Former prime minister Benjamin Netanyahu shared a tweet by Shas leader Arye Deri calling to block a pluralistic prayer service planned at the Western Wall on Friday morning.
The service, organized by Women of the Wall, is set for Rosh Hodesh Kislev, the first day of the new month on the Jewish calendar as the organization does every month.
In recent years, these services have been flashpoints for clashes with haredi protestors and police who have tried to block the women from bringing a Torah scroll into the women’s section at the Jewish holy site.
Deri, a long opponent of the group, wrote on Twitter that he and his fellow haredi MKs would be at the site on Friday to block the service from going ahead. Netanyahu, closely aligned with the ultra-Orthodox parties, shared the tweet.
מחר, יום שישי, ראש חודש כסליו, בשעה 7 בבוקר, אני ועשרות חברי כנסת נגיע להתפלל בכותל המערבי שריד בית מקדשנו. אני קורא לכל מי שקדושת הכותל חשובה לו להגיע ולהתפלל עמנו, כדי שחלילה המקום הקדוש לא יחולל.

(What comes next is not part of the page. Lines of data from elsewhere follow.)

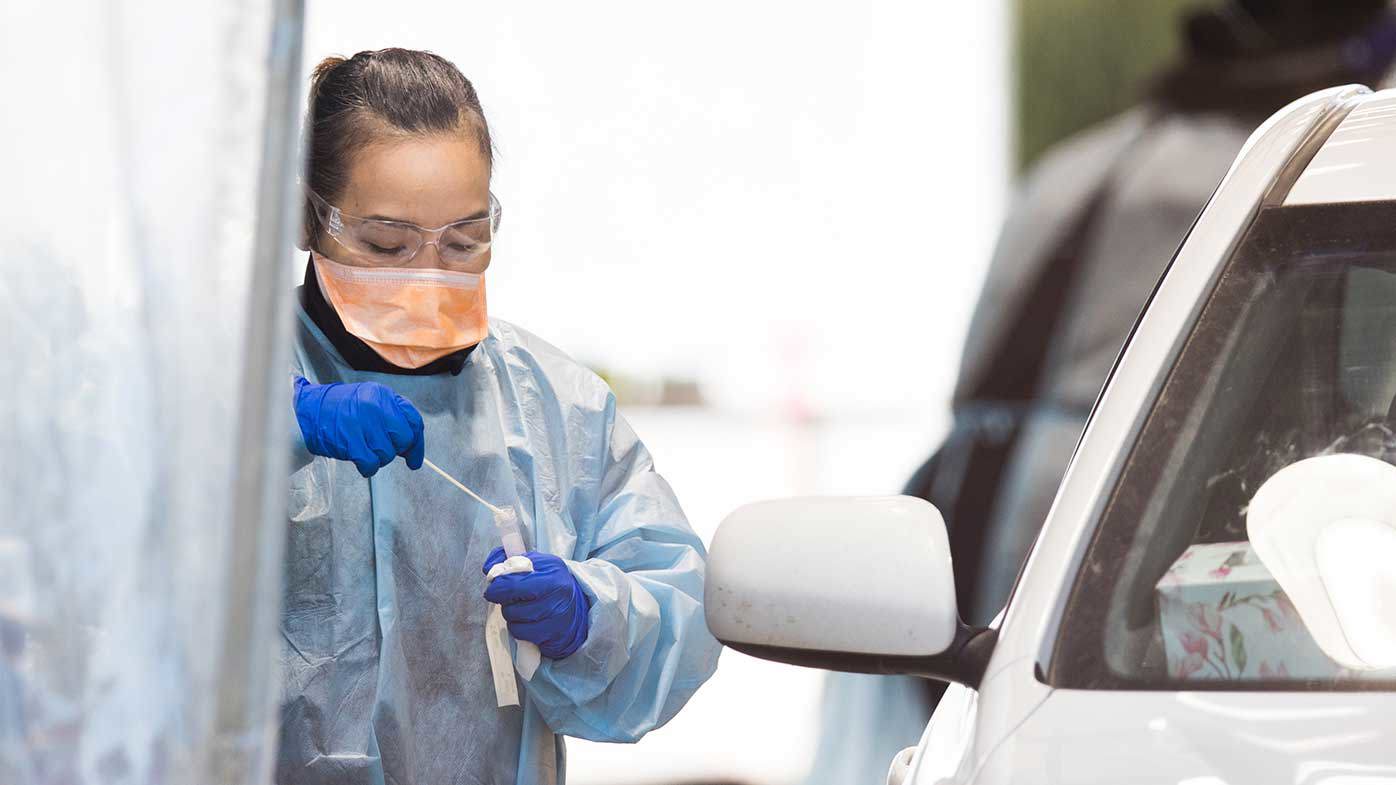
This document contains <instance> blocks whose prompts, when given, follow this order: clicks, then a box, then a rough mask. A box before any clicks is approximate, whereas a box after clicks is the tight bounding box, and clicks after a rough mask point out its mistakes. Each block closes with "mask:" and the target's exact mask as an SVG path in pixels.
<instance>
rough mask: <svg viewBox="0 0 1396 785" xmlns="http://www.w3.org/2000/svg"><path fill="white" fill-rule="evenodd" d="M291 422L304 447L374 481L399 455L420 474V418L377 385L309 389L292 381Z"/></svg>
mask: <svg viewBox="0 0 1396 785" xmlns="http://www.w3.org/2000/svg"><path fill="white" fill-rule="evenodd" d="M295 397H296V422H299V423H300V434H302V437H304V440H306V448H307V450H310V451H311V453H313V454H315V455H325V457H327V458H336V460H341V461H350V462H353V465H355V467H357V468H359V474H362V475H363V476H366V478H367V476H373V475H374V474H377V471H378V469H381V468H383V467H387V465H388V464H391V462H392V461H395V460H396V457H398V455H402V457H403V458H406V461H408V468H409V469H420V468H422V458H423V455H424V454H426V434H424V430H423V423H422V413H420V412H417V408H416V406H413V405H412V402H410V401H408V399H406V398H403V397H402V395H398V394H396V392H394V391H392V390H389V388H388V387H384V386H383V384H378V383H376V381H360V383H353V384H343V383H334V384H311V383H310V381H307V380H306V377H303V376H297V377H296V395H295Z"/></svg>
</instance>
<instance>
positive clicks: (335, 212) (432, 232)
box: [306, 189, 500, 268]
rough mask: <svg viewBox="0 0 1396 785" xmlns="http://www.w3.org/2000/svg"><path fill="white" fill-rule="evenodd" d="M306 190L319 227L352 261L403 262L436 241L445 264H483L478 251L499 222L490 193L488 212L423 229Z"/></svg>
mask: <svg viewBox="0 0 1396 785" xmlns="http://www.w3.org/2000/svg"><path fill="white" fill-rule="evenodd" d="M306 193H307V194H310V198H311V203H313V204H314V205H315V211H317V214H318V215H320V221H321V222H322V223H324V228H325V232H327V233H328V235H329V236H331V237H334V239H335V240H336V242H338V243H339V244H341V246H343V247H345V249H348V250H349V251H350V253H352V254H355V257H356V261H362V263H366V264H371V265H377V267H398V265H403V264H406V263H409V261H412V260H413V258H415V257H416V256H417V254H419V253H420V251H422V247H423V246H429V244H434V246H436V247H437V253H438V254H440V257H441V261H443V263H444V264H447V265H451V267H459V268H470V267H472V265H483V264H484V253H486V251H489V250H490V243H493V242H494V232H496V229H498V225H500V203H498V200H496V198H494V194H490V214H489V215H486V217H483V218H472V219H469V221H458V222H455V223H448V225H445V226H438V228H436V229H426V228H422V226H417V225H415V223H406V222H399V221H381V219H374V218H359V217H355V215H349V214H346V212H343V211H341V210H339V208H338V207H334V205H331V204H329V203H327V201H325V200H322V198H320V196H318V194H315V193H314V191H310V190H309V189H307V191H306Z"/></svg>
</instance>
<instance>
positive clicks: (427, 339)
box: [310, 251, 490, 367]
mask: <svg viewBox="0 0 1396 785" xmlns="http://www.w3.org/2000/svg"><path fill="white" fill-rule="evenodd" d="M310 257H311V260H314V264H315V278H317V281H320V291H321V292H324V295H325V299H327V300H329V305H332V306H334V307H335V311H336V313H338V314H339V320H341V321H343V324H345V330H348V331H349V332H350V334H352V335H355V337H357V338H359V339H362V341H363V342H364V344H369V346H371V348H373V351H374V352H378V355H381V356H383V359H385V360H388V362H389V363H392V365H395V366H398V367H422V366H424V365H427V363H430V362H431V360H436V359H440V358H444V356H447V355H450V353H452V352H459V351H461V349H465V348H468V346H473V345H476V344H479V342H480V341H483V339H484V337H486V334H487V332H489V330H490V323H489V317H487V316H486V310H484V275H480V274H476V272H454V271H447V270H415V268H406V267H349V265H348V264H339V263H338V261H334V260H329V258H327V257H324V256H321V254H318V253H314V251H311V254H310Z"/></svg>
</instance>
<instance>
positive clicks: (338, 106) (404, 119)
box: [304, 49, 494, 243]
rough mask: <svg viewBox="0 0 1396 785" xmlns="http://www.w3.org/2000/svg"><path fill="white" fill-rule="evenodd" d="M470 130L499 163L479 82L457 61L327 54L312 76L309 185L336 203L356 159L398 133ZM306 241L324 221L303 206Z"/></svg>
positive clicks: (488, 159)
mask: <svg viewBox="0 0 1396 785" xmlns="http://www.w3.org/2000/svg"><path fill="white" fill-rule="evenodd" d="M451 131H469V133H473V134H475V138H476V141H477V142H479V145H480V154H482V155H483V156H484V161H486V163H487V165H490V166H493V165H494V148H493V145H491V144H490V127H489V124H487V123H486V122H484V110H483V109H482V108H480V98H479V96H477V95H476V94H475V85H472V84H470V80H468V78H465V75H463V74H461V71H459V70H458V68H456V67H455V66H452V64H451V63H450V60H447V59H444V57H441V56H437V54H433V53H430V52H416V50H412V49H378V50H377V52H360V53H357V54H355V56H353V57H349V59H348V60H345V59H343V57H325V59H324V60H321V61H320V64H318V66H315V70H314V73H313V74H311V77H310V106H309V109H307V112H306V177H304V183H306V184H307V186H309V187H310V189H311V190H313V191H315V193H317V194H320V196H321V197H324V198H325V200H328V201H331V203H334V201H335V200H336V198H339V196H341V194H342V193H343V189H345V186H346V184H348V180H349V163H350V161H352V159H353V155H355V154H356V152H359V151H360V149H363V148H364V147H369V145H370V144H373V142H374V141H377V140H381V138H384V137H391V135H394V134H403V135H426V134H438V133H451ZM304 221H306V239H307V240H309V242H310V243H314V237H315V236H317V235H318V232H320V219H318V217H317V215H315V210H314V205H313V204H311V203H310V200H309V198H307V200H306V204H304Z"/></svg>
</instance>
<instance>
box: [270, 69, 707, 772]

— אריה מכלוף דרעי (@ariyederi) November 4, 2021
In April, Labor MK and Reform leader Rabbi Gilad Kariv brought a Torah scroll to the Western Wall plaza in defiance of the site’s regulations. It was used in a Rosh Hodesh prayer service by the Women of the Wall.
Regulations at the Western Wall prohibit bringing in Torah scrolls to the site. Rabbi Shmuel Rabinowitz, rabbi of the Western Wall and the Holy Sites, has banned the Women of the Wall from using Torah scrolls available for male prayer groups.As an MK, Kariv was able to bring a small Torah scroll for the Rosh Hodesh prayer service without Western Wall Heritage Foundation security personnel being able to prevent his entry or confiscate it due to his parliamentary immunity.
The Women of the Wall and the Reform and Masorti (Conservative) movements in Israel have fought a decades-long battle for prayer rights and access for their prayer services at the site.
These organizations agreed to a compromise with the haredi parties in 2016, whereby the southern section of the Western Wall would be upgraded and recognized as an official holy site for progressive Jewish prayer by the government, in return for which they would waive their prayer rights at the central Western Wall plaza.